According to the BRP, an application in terms of the Superior Courts Act has been filed, seeking an order that the operation and execution of the judgment and order granted by acting Judge Moses Phooko remain in full force and effect, and are not suspended pending the decision of any applications for leave to appeal and/or the appeal brought by Gordhan and Finance Minister Enoch Godongwana.
Sono added that he intended that his application, which deals with the suspension of court processes pending appeals, be heard together with the main application for leave to appeal on November 28.
Gordhan and Godongwana have applied for leave to appeal acting Judge Phooko's ruling forcing the public enterprises minister to make the decision on the sale of Mango as authorised by the Public Finance Management Act (PFMA).
Judge Phooko ordered Gordhan to make a decision on the sale within 30 days, communicate and furnish Sono, Mango’s parent company SAA, and the National Union of Metalworkers of SA (Numsa) with reasons for his decision.
In their application for leave to appeal, Gordhan and Godongwana state that Sono and Numsa failed to make out a case that the failure to decide on Mango’s sale was illegal, that they were not the SAA board, and that neither of them could usurp the board's statutory entitlement.
Gordhan stated: "The powers of the board of Mango devolve to the BRP. However, SAA (shareholder) retains its position regardless. The disposal of assets in Mango, in business rescue proceedings, must be decided with the concurrence of the shareholder and creditors.“
Sono indicated that he did not believe there was any merit in the arguments raised by Gordhan and Godongwana.

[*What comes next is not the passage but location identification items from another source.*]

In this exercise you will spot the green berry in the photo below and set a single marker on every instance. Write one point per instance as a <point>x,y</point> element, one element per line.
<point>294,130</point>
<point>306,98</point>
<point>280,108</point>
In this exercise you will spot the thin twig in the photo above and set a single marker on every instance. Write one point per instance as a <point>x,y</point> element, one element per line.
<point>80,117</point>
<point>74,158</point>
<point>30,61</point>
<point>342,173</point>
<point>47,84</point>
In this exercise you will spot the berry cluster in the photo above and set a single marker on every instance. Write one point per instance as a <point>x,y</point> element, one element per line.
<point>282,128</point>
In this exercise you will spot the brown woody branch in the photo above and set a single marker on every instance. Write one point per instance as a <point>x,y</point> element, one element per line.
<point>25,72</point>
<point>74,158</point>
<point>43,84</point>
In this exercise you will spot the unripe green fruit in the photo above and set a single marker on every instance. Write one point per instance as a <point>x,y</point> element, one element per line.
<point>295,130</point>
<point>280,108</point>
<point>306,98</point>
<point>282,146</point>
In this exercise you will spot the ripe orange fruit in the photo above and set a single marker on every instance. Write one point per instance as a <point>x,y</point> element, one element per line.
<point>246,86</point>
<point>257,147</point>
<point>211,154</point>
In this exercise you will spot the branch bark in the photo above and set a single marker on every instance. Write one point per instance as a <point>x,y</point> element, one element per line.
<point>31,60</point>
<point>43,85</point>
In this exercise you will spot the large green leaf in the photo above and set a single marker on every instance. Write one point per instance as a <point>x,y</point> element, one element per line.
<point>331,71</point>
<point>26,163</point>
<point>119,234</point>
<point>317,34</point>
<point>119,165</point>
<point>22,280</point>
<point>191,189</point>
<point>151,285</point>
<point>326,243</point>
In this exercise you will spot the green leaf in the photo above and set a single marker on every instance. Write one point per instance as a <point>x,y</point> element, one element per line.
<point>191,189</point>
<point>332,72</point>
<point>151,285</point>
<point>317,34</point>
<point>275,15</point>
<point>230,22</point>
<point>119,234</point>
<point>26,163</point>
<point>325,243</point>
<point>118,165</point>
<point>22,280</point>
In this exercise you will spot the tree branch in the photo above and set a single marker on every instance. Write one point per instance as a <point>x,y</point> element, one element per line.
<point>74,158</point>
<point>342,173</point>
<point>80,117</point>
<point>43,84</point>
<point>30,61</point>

He added that the decision to appeal the judgment was strange because Gordhan was not ordered to approve the application but to make a decision on it, based on information he had in circumstances where it had been made clear that no further information could be provided to him.
Sono said if the minister believed his demands were rational, then he should be justified to decide the application in the negative and the matter would reach its logical conclusion.
Mango was placed under business rescue in 2021 and grounded. The airline owes creditors almost R3 billion.
Gordhan also argued that while the Companies Act prescribed the powers of the BRP, the general responsibilities of an accounting authority were prescribed in the PFMA, which required the assumption of the accounting authority’s responsibilities subject to National Treasury’s approval.